Process datasets as a whole even with storage unit datafile

RKrahl commented 4 years ago

I suggest to change the behavior of ids.server if the storage unit is set to datafile: at the moment, each datafile is archived and restored individually. The suggestion is to change that and to always archive and restore entire datasets, regardless of the storage unit. That is, the distinction of the storage unit would almost completely be dropped from the core of ids.server. The distinction would still be retained in the way how the archive storage is accessed: for instance the DfRestorer would then restore one single dataset rather an arbitrary list of datafiles, but as opposed to the DsRestorer, it would still read each file individually from archive storage, rather then a single zip file containing all the files from the dataset.

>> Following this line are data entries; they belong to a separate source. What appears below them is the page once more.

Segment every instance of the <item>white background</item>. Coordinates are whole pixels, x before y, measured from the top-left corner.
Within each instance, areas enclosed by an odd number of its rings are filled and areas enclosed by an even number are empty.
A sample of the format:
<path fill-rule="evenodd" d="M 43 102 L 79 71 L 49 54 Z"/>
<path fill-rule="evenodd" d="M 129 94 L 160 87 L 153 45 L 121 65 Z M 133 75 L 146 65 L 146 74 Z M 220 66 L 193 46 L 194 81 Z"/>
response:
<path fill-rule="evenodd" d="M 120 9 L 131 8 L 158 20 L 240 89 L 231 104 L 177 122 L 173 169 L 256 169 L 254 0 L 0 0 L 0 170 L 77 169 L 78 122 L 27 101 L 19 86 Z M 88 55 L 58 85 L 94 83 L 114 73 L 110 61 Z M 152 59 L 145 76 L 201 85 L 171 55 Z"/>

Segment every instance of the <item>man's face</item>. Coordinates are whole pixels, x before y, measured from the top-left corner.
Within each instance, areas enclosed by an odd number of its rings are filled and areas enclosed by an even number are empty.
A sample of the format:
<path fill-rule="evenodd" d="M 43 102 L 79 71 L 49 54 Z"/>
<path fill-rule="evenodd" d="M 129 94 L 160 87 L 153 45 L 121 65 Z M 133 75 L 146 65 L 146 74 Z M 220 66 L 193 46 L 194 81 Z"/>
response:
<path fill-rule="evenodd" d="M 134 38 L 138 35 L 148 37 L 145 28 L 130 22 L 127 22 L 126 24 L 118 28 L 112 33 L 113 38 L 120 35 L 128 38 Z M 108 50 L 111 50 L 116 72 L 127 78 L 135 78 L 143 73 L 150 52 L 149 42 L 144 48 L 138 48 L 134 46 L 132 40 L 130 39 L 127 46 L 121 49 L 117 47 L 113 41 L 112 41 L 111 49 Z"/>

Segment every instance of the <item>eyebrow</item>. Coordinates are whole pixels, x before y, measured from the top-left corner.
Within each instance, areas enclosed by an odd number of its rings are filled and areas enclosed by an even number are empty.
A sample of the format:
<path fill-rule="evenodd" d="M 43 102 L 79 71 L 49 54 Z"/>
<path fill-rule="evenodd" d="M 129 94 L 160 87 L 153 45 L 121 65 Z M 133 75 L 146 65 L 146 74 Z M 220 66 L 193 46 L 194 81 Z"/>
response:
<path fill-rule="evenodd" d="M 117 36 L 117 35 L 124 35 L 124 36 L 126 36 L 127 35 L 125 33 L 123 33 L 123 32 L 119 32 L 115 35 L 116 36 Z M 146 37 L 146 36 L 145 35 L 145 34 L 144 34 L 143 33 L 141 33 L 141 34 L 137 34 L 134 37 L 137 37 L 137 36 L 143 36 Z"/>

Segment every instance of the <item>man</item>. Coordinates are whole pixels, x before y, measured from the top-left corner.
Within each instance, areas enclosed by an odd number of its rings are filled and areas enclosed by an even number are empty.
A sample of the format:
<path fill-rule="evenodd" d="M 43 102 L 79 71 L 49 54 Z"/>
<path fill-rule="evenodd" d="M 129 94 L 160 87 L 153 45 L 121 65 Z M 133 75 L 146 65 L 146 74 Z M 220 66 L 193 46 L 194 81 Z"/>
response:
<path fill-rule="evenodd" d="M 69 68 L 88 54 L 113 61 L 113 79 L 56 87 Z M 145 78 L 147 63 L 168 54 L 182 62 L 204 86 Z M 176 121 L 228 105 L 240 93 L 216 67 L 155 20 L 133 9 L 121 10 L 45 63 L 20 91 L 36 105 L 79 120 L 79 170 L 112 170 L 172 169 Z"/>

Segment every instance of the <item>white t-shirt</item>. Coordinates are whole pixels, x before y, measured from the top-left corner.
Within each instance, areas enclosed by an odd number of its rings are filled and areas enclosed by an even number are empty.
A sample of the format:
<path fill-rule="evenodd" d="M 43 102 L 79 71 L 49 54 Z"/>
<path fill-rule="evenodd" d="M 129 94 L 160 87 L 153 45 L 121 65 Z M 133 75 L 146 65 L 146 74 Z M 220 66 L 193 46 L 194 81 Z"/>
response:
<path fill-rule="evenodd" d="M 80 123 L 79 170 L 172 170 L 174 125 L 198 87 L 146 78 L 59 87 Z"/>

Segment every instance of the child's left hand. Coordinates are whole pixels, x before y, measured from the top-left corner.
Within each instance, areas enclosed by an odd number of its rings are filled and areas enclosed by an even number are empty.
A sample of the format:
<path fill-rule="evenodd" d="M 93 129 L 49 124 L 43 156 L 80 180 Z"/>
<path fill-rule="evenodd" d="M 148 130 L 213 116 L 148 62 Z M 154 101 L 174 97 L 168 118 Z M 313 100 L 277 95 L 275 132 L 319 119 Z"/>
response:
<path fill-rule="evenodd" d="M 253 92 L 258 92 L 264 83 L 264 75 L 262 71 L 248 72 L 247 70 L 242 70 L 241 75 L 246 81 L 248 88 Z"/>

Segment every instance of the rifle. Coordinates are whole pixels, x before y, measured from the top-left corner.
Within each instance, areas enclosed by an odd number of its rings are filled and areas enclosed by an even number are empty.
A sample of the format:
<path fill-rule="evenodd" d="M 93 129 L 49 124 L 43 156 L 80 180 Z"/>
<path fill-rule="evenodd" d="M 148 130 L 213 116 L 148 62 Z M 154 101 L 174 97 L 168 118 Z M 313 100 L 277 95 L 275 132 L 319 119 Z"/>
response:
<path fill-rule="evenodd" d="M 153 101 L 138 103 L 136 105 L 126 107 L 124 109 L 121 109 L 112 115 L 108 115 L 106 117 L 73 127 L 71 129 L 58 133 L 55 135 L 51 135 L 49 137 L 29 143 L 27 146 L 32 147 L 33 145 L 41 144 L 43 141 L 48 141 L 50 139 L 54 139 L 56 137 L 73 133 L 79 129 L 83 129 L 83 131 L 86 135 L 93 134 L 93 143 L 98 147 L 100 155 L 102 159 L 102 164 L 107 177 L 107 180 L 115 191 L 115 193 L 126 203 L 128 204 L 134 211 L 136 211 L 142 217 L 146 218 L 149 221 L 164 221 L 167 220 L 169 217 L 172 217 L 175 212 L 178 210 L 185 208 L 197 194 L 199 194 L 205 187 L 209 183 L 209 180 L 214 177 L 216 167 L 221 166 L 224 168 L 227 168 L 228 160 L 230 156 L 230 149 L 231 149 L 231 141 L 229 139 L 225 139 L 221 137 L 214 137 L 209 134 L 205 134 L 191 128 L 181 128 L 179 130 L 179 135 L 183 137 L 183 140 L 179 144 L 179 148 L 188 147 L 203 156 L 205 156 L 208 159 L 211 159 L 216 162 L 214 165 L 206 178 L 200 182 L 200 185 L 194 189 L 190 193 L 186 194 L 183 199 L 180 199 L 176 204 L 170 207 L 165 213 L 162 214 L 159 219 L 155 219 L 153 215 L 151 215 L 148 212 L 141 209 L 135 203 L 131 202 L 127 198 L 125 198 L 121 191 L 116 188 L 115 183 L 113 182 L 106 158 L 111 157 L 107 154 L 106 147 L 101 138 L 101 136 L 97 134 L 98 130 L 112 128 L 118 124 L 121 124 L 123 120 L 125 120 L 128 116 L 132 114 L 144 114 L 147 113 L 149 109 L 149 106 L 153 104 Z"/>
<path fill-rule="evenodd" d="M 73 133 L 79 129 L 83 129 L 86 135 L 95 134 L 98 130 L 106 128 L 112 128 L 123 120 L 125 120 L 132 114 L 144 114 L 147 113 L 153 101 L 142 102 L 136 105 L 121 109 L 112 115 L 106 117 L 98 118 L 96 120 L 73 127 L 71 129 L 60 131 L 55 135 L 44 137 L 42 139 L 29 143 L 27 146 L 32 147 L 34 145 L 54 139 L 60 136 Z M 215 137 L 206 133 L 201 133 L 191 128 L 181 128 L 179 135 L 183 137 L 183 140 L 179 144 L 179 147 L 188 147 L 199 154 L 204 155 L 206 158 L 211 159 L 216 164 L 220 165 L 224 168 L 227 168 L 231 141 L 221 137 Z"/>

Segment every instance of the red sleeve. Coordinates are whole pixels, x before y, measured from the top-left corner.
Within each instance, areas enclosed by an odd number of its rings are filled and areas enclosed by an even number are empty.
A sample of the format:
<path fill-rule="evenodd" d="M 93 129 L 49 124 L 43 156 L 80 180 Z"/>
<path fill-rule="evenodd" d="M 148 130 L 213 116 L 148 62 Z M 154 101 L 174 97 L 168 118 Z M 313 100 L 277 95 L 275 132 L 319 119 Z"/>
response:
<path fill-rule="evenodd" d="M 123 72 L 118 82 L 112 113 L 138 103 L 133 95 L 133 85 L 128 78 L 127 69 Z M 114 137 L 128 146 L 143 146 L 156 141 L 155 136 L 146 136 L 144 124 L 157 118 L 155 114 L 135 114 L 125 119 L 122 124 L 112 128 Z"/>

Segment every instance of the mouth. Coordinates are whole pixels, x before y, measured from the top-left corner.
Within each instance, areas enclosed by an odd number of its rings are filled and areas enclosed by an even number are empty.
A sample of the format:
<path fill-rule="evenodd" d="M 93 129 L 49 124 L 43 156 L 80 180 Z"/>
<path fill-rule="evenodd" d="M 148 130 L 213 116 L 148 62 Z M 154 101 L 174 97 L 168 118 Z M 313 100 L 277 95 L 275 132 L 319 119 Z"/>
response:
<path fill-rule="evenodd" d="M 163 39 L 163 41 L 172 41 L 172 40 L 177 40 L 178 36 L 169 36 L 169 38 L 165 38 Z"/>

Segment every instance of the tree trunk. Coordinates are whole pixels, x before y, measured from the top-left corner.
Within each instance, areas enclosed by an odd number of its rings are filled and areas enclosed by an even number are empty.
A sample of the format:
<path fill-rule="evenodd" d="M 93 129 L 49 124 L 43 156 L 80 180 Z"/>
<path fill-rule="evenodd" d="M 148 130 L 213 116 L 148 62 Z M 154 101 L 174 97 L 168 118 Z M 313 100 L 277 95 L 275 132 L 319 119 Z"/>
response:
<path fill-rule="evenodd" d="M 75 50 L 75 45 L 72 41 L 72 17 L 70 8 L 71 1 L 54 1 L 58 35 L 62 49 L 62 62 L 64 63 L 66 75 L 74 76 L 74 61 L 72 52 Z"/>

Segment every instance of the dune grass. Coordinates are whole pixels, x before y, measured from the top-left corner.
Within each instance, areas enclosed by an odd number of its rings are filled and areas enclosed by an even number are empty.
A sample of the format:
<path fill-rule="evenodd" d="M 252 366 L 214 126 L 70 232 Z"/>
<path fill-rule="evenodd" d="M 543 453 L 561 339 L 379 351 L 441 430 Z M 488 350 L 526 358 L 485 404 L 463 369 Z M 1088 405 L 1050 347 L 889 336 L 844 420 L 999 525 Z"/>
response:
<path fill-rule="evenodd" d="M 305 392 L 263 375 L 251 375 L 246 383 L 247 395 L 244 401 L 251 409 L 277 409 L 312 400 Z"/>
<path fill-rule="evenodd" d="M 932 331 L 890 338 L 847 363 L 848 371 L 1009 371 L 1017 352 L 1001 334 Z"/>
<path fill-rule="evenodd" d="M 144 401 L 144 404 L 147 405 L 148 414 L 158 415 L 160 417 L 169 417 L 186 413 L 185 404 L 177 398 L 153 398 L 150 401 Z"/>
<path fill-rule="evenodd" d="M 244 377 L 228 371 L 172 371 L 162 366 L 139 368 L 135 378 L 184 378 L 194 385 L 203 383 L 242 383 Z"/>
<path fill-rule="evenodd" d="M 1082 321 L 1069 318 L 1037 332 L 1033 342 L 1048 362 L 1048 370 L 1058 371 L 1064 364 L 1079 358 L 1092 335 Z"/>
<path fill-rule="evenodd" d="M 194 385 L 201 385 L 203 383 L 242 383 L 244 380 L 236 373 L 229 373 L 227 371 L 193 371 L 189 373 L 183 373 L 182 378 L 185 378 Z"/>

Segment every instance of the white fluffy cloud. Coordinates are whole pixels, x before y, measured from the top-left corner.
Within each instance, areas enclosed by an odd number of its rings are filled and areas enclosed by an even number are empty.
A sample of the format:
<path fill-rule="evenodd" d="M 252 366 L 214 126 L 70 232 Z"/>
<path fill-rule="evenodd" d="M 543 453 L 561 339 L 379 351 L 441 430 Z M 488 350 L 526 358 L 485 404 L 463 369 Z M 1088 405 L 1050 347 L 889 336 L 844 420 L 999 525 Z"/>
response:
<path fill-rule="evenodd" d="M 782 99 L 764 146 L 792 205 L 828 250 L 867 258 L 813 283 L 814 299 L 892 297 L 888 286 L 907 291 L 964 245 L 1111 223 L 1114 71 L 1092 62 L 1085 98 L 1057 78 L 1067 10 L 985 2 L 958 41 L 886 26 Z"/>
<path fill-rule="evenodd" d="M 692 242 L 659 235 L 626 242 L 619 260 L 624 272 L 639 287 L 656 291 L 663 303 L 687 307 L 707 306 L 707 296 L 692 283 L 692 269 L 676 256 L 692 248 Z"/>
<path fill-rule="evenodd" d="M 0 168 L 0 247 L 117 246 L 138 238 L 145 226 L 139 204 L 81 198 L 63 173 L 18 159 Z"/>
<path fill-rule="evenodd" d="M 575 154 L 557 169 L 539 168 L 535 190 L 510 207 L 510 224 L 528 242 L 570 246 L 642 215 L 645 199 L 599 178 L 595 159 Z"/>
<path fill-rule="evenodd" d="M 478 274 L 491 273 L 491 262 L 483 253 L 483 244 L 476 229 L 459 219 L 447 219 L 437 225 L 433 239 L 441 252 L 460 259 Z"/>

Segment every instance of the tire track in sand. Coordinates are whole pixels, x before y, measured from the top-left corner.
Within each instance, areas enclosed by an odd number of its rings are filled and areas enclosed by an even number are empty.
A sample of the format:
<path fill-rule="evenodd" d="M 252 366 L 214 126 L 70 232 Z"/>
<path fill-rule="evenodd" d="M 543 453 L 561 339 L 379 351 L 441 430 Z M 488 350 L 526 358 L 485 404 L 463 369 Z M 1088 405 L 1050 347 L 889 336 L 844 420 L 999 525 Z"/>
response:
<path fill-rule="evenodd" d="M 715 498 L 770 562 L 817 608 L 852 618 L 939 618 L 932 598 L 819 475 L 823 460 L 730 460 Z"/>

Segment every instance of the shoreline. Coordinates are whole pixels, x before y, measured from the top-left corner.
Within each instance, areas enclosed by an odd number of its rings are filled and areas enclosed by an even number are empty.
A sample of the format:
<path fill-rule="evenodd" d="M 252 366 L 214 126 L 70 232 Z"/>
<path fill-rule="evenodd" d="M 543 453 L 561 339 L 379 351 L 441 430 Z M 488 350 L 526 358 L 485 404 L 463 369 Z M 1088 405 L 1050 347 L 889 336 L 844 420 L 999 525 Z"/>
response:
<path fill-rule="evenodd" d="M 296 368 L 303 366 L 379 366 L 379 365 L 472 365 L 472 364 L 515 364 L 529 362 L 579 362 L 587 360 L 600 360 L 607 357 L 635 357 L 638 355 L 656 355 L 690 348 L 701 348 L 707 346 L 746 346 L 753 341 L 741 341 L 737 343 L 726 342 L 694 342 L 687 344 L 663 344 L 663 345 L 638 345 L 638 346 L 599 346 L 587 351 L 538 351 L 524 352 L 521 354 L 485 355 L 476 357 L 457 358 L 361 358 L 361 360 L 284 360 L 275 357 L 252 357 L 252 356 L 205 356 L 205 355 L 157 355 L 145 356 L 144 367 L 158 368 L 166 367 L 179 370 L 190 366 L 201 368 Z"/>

The main benefit would (hopefully) be a significant improvement of the performance in two aspects:

checking the status of requested data: for most user requests, we need to check whether the requested data is online. At the moment with storage unit datafile, each single datafile must be checked. This requires a fstat call on each file which is an expensive operation. Following the suggestion, only the presence of the dataset directory need to be checked.
restore: at the moment with storage unit datafile, in order to avoid to start thousands of individual threads, all pending restore requests in the queue are combined to a single restore call. That has the side effect that all concerned datasets need to be exclusively locked. These locks are kept until the full restore call is done. Following the suggestion, one restore thread per dataset would be started and the exclusive lock on that dataset would be released as soon as the restore of the dataset is done.

The only drawback I can see for the moment is that we get a coarser granularity on archive and restore operations. If a user requests one single datafile from a dataset having a large number of datafiles, the full dataset will be restored, not only the requested file.

The suggestion would keep compatibility with existing archive storage. However, the upgrade procedure for the main storage will be not trivial: before upgrading to a new version having this suggestion implemented, it must be ensured that only complete datasets are online.

dfq16044 commented 4 years ago

Currently at DLS, we have individual datasets with more than 1 million datafiles.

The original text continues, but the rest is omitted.